Here's another great one for Metallica fans........and everyone else!

http://www.youtube.com/watch?v=L8dj11BMw80&mode=related&search=


----------



## Starbuck (Jun 15, 2007)

OOohhh while we're on the subject of cheese... No video, but pretty cheesy all in all. Yikess!
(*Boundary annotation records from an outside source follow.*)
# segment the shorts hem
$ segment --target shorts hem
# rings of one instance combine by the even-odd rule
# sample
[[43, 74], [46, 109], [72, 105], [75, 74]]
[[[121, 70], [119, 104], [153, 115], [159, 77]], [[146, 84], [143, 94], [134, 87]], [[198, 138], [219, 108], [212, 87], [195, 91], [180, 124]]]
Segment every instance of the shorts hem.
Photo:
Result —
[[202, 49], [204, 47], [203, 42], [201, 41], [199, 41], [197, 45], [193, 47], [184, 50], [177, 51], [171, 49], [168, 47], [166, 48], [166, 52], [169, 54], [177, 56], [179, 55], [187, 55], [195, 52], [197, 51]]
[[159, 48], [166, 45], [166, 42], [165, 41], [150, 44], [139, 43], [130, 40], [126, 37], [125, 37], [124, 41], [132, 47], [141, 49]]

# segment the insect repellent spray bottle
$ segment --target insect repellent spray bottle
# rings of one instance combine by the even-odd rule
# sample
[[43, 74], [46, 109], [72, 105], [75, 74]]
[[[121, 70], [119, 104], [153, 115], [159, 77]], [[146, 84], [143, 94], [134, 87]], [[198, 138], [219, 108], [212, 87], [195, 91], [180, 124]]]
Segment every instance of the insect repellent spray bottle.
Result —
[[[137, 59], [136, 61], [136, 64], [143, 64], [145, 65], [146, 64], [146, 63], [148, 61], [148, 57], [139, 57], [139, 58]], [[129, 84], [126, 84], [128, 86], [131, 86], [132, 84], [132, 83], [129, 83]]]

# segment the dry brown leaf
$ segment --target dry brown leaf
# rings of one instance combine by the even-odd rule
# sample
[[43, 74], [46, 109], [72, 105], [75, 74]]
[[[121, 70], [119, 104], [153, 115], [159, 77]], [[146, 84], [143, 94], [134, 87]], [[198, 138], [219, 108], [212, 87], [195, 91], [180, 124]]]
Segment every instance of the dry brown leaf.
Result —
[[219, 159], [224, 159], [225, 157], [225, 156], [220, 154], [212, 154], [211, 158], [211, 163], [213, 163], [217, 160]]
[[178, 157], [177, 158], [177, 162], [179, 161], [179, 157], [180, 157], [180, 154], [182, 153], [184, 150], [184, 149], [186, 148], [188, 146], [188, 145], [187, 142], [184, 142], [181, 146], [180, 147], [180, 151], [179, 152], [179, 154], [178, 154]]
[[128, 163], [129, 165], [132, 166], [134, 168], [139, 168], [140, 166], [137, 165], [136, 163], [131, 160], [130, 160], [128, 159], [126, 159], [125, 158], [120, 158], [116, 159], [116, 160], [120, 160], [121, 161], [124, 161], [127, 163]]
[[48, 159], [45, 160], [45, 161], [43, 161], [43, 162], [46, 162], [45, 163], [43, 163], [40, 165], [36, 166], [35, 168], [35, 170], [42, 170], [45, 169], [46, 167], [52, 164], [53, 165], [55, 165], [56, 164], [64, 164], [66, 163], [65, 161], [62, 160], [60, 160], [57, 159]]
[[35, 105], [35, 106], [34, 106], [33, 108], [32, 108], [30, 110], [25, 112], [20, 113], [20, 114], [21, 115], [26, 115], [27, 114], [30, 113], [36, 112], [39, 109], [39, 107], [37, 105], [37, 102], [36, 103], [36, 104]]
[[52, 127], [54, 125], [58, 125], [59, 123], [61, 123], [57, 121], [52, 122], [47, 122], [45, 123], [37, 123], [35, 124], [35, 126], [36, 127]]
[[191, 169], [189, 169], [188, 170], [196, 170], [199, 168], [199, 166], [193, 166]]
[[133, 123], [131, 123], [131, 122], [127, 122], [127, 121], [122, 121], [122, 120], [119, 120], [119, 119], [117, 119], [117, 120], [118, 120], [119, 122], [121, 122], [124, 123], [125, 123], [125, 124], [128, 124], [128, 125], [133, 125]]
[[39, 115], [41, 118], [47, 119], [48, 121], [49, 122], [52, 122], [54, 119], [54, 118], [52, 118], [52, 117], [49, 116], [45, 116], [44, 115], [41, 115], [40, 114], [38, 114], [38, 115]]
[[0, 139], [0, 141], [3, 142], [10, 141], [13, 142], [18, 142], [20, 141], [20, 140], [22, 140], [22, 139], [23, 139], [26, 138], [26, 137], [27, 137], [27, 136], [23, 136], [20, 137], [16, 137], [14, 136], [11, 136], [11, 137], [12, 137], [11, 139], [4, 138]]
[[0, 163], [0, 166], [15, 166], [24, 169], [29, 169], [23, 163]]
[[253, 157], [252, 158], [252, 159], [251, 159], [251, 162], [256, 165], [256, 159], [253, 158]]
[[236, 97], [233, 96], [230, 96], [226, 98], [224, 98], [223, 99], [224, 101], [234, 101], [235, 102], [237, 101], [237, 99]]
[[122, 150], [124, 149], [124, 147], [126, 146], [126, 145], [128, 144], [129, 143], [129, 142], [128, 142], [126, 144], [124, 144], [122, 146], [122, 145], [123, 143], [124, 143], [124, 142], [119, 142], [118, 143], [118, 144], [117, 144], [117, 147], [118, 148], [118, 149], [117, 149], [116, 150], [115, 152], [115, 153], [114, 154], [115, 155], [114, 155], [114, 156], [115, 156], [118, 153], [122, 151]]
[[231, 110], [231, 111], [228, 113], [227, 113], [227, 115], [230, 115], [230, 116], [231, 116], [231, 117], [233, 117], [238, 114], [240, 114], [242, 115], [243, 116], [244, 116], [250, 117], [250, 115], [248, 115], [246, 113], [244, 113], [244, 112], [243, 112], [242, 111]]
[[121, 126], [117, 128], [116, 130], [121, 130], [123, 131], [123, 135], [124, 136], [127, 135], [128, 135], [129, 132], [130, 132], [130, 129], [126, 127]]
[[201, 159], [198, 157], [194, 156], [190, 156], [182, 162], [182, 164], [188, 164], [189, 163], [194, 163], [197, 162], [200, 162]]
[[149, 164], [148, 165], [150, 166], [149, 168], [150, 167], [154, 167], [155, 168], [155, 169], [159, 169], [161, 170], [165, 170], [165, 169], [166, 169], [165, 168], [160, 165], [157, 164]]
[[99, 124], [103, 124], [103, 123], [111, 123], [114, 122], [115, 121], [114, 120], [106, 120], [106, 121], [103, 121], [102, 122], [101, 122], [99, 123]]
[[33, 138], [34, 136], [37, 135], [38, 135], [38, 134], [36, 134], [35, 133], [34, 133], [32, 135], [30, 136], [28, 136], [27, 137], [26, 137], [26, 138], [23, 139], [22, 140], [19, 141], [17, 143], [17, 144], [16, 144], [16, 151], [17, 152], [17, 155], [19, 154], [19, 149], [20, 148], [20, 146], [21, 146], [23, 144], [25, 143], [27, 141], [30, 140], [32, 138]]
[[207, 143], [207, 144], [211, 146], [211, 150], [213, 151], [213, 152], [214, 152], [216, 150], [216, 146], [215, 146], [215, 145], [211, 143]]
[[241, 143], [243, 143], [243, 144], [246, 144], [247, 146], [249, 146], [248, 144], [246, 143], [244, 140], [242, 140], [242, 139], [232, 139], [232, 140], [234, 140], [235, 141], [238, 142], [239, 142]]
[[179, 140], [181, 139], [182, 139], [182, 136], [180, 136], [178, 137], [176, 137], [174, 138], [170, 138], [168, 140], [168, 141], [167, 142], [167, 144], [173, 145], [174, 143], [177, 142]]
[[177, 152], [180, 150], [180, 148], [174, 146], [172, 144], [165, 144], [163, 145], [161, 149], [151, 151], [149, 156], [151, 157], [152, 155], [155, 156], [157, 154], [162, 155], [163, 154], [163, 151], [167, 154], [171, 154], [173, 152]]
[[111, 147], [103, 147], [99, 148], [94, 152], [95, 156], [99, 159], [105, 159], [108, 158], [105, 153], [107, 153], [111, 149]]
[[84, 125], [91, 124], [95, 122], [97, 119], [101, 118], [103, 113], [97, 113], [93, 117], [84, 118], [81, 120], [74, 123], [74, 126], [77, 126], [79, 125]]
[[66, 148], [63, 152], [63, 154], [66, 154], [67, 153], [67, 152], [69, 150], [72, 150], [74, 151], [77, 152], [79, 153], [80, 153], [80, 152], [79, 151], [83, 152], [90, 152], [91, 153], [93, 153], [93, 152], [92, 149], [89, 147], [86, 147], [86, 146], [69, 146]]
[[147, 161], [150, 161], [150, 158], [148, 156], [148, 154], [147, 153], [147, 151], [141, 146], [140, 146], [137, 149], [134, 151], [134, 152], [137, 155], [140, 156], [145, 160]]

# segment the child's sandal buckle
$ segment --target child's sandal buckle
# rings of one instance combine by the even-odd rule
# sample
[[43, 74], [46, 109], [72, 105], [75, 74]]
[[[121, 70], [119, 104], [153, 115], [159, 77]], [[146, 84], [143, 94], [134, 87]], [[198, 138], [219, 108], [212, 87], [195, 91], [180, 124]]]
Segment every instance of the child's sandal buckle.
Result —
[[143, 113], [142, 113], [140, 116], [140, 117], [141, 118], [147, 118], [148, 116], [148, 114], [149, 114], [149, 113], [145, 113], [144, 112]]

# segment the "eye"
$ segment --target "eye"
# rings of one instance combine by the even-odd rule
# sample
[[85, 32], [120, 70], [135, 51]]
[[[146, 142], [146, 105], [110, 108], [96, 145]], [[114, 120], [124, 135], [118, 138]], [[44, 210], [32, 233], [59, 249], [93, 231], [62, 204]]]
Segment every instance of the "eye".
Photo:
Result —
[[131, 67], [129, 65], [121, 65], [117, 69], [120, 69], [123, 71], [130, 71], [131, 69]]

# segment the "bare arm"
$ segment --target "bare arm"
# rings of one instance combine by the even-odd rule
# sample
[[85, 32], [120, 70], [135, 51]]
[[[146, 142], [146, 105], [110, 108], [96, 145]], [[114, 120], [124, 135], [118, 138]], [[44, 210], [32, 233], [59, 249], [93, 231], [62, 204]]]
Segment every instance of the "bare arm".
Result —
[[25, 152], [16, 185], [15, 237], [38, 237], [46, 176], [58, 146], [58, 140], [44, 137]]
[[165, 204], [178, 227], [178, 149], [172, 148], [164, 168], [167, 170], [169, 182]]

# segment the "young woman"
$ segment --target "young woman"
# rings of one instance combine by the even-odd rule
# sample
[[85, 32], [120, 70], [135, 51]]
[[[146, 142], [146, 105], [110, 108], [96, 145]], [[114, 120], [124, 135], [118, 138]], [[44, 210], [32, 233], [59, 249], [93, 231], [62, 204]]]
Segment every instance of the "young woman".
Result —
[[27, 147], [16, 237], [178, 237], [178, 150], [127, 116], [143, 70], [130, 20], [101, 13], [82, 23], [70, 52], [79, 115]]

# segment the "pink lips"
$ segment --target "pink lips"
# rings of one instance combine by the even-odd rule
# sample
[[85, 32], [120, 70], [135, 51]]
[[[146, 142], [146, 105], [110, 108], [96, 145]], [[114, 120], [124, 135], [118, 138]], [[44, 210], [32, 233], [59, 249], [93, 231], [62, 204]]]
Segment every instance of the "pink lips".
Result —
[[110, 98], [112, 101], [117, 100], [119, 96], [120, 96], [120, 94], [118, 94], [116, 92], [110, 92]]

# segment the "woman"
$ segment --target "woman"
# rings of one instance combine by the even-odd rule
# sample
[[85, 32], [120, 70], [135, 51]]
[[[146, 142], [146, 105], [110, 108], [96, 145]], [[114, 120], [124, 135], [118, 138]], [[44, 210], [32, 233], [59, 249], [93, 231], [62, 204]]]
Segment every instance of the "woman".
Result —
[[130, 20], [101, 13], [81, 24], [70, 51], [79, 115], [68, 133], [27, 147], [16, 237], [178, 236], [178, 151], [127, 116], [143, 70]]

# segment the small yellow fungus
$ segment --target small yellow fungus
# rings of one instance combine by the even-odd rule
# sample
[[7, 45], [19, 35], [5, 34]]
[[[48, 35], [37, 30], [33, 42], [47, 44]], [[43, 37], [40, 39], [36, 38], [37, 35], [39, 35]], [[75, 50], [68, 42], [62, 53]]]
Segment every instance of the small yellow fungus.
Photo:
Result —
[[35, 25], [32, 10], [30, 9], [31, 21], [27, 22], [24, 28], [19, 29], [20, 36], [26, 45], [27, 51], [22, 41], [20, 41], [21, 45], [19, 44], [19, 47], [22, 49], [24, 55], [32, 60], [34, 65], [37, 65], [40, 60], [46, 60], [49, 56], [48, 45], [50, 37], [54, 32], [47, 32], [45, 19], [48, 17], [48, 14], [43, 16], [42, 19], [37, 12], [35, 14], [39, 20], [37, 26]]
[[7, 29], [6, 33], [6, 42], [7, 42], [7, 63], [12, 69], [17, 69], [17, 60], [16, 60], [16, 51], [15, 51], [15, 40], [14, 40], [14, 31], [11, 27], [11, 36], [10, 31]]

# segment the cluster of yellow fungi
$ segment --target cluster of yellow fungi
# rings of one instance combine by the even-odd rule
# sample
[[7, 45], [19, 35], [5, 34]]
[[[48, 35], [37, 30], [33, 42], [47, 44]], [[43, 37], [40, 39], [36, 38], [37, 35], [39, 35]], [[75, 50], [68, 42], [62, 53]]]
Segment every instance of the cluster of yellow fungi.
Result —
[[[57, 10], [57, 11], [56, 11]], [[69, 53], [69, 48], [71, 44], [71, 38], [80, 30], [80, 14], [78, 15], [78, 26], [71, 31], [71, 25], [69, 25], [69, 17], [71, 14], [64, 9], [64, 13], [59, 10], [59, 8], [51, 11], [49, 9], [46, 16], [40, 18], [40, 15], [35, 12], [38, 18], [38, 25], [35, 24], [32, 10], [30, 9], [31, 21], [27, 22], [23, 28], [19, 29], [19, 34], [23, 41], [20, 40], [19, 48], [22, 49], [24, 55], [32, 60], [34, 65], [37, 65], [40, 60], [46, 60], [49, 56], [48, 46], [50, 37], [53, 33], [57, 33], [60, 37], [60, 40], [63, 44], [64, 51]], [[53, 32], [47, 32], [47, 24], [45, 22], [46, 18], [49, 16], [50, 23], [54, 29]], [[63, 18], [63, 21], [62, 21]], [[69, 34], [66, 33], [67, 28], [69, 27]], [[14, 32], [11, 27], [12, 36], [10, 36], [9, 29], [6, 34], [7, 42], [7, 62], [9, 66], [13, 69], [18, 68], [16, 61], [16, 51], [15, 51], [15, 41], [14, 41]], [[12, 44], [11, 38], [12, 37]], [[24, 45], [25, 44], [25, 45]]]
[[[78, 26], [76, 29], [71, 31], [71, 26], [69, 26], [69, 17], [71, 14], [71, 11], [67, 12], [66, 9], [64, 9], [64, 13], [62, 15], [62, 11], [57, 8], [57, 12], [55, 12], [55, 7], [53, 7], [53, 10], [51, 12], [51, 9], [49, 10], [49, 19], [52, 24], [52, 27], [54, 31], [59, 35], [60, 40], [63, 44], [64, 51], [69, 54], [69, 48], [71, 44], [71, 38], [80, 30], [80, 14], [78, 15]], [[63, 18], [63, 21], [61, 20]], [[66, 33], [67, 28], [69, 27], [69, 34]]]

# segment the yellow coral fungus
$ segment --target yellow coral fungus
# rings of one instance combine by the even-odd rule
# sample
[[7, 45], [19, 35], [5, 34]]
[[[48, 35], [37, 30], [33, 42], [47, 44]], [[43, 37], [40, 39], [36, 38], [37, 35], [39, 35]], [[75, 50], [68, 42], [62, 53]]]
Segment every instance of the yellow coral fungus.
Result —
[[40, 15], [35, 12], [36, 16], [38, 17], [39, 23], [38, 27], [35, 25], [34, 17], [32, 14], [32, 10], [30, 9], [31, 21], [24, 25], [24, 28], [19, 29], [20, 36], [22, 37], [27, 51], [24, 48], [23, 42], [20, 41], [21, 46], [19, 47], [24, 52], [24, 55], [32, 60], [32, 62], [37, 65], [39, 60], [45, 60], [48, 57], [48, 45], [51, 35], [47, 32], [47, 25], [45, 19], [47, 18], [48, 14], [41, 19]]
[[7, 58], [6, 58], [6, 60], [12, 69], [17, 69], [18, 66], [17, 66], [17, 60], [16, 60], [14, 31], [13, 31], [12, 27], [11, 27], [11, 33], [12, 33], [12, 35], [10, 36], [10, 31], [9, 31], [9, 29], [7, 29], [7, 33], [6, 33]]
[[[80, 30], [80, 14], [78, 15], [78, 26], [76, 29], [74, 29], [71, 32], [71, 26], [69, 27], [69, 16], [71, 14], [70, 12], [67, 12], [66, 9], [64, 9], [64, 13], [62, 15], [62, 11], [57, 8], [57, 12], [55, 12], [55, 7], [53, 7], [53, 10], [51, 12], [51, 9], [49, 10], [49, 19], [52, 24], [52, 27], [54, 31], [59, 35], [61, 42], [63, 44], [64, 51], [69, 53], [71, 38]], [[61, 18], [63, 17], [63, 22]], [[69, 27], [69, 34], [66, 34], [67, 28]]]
http://www.youtube.com/watch?v=lUTw8osIopc


----------



## ne1roc (Mar 4, 2006)

Starbuck50 said:


> OOohhh while we're on the subject of cheese... No video, but pretty cheesy all in all. Yikess!
> 
> http://www.youtube.com/watch?v=lUTw8osIopc


Thats a good one!


----------



## Starbuck (Jun 15, 2007)

No kidding! You believe he released an entire album? So did Paul Anka, doing stuff like Bon Jovi..


----------



## simescan (May 15, 2007)

Starbuck50 said:


> OOohhh while we're on the subject of cheese... No video, but pretty cheesy all in all. Yikess!
> 
> http://www.youtube.com/watch?v=lUTw8osIopc


I'm just thankful there's no video.....


----------



## Guest (Sep 27, 2007)

Then there's Beatallica.
Check out these boys.
http://www.youtube.com/watch?v=qyCK0a3XbMo&mode=related&search=


----------



## ne1roc (Mar 4, 2006)

laristotle said:


> Then there's Beatallica.
> Check out these boys.
> http://www.youtube.com/watch?v=qyCK0a3XbMo&mode=related&search=


This is great!


----------



## Starbuck (Jun 15, 2007)

That is Awesome!


----------



## shoretyus (Jan 6, 2007)

I wanna choke your band 

major chuckle over that one 

:rockon2:


----------



## NB-SK (Jul 28, 2007)

laristotle said:


> Then there's Beatallica.
> Check out these boys.
> http://www.youtube.com/watch?v=qyCK0a3XbMo&mode=related&search=


That's the most original thing I've heard in a long time. Thanks for the post.


----------